We could feel it coming in the crispness of the air and hear its advent in the stirring of the furnace.

Darkness dropped the mercury and coated the world. By dawn, alabaster windshields whispered threats of mornings to come with their idling engines and scratching scrapers.

Leaving for work, I saw gray lawns and fields beginning to glitter their greeting to the rising sun. The leaves on the trees, some already reddish or golden, drooped under the weight of their rime, no doubt considering their limited time.

Chimneys made their lofty white offerings. There was a cold quiet, as if the birds had slept in and the hoar had absorbed all other sound.

I had to pull over for a moment. The scene attracted, but its message evoked. First frost had more than its usual effect on me.

More than the start of school or the autumnal equinox, first frost altered everything. It laid summer to rest and warned that the harshness of winter was well on its way.

First frost alerted me, not just to the change of the season, but the passage of time, the inevitable turn of the wheel, leaving behind good times and lost opportunities.

It reminded me not only of the shorter, slower, colder days to come, but their invitation to be alone, to take stock, to replenish the soul.

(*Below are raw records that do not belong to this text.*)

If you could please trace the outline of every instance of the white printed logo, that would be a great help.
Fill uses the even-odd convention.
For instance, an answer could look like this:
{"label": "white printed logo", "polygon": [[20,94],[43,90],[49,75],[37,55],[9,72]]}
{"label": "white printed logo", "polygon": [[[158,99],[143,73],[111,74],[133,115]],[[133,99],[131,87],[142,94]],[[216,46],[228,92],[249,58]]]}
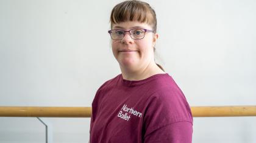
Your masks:
{"label": "white printed logo", "polygon": [[118,117],[126,120],[129,120],[130,118],[130,115],[129,113],[131,113],[132,115],[134,115],[137,117],[141,117],[142,114],[135,110],[133,108],[128,108],[126,104],[124,104],[124,106],[121,109],[121,111],[119,112]]}

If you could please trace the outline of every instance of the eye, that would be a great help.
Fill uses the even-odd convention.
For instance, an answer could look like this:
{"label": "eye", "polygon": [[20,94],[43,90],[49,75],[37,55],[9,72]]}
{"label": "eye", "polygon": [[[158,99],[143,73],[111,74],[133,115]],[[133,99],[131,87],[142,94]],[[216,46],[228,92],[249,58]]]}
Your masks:
{"label": "eye", "polygon": [[116,35],[123,35],[124,34],[124,32],[123,30],[116,30],[115,31],[115,33]]}
{"label": "eye", "polygon": [[142,35],[143,33],[144,33],[144,30],[143,29],[135,29],[132,33],[135,35]]}

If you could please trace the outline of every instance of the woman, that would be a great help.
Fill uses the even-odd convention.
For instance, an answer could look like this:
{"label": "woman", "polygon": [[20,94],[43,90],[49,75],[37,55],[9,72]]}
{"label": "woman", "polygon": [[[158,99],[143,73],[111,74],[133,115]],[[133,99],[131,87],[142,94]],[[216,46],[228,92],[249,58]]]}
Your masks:
{"label": "woman", "polygon": [[139,1],[116,5],[110,16],[112,51],[121,74],[98,90],[90,142],[191,142],[193,117],[172,77],[154,61],[154,10]]}

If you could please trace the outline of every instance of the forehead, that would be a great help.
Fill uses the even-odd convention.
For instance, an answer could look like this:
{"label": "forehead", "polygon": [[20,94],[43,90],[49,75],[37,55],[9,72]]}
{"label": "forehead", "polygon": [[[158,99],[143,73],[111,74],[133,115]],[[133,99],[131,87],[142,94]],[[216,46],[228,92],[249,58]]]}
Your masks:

Years ago, we had Ember Days, days of fast and abstinence. They had their origin in Mediterranean agriculture — first flowers in the spring and then the harvests of wheat, grapes and olives. They recognized a reliance on nature and God.

They were days of penitential gratitude. They called to mind our place in the order of things, reconciling us with the past and urging a firm purpose of amendment for the future.

Alas, tied to the land, they had little meaning in an industrial world.

The name came from the Anglo-Saxon ymber, “running in a cycle.”

Without them, we risk running in a circle.

Fall is just a date on a calendar, and we rush from witches to Wise Men, from pumpkins to poinsettia, in the blink of an eye.

Maybe we should make first frost a holy day, at least a day of holy minutes.

We can pull off, take in the beauty, ponder its message, and at least say thanks.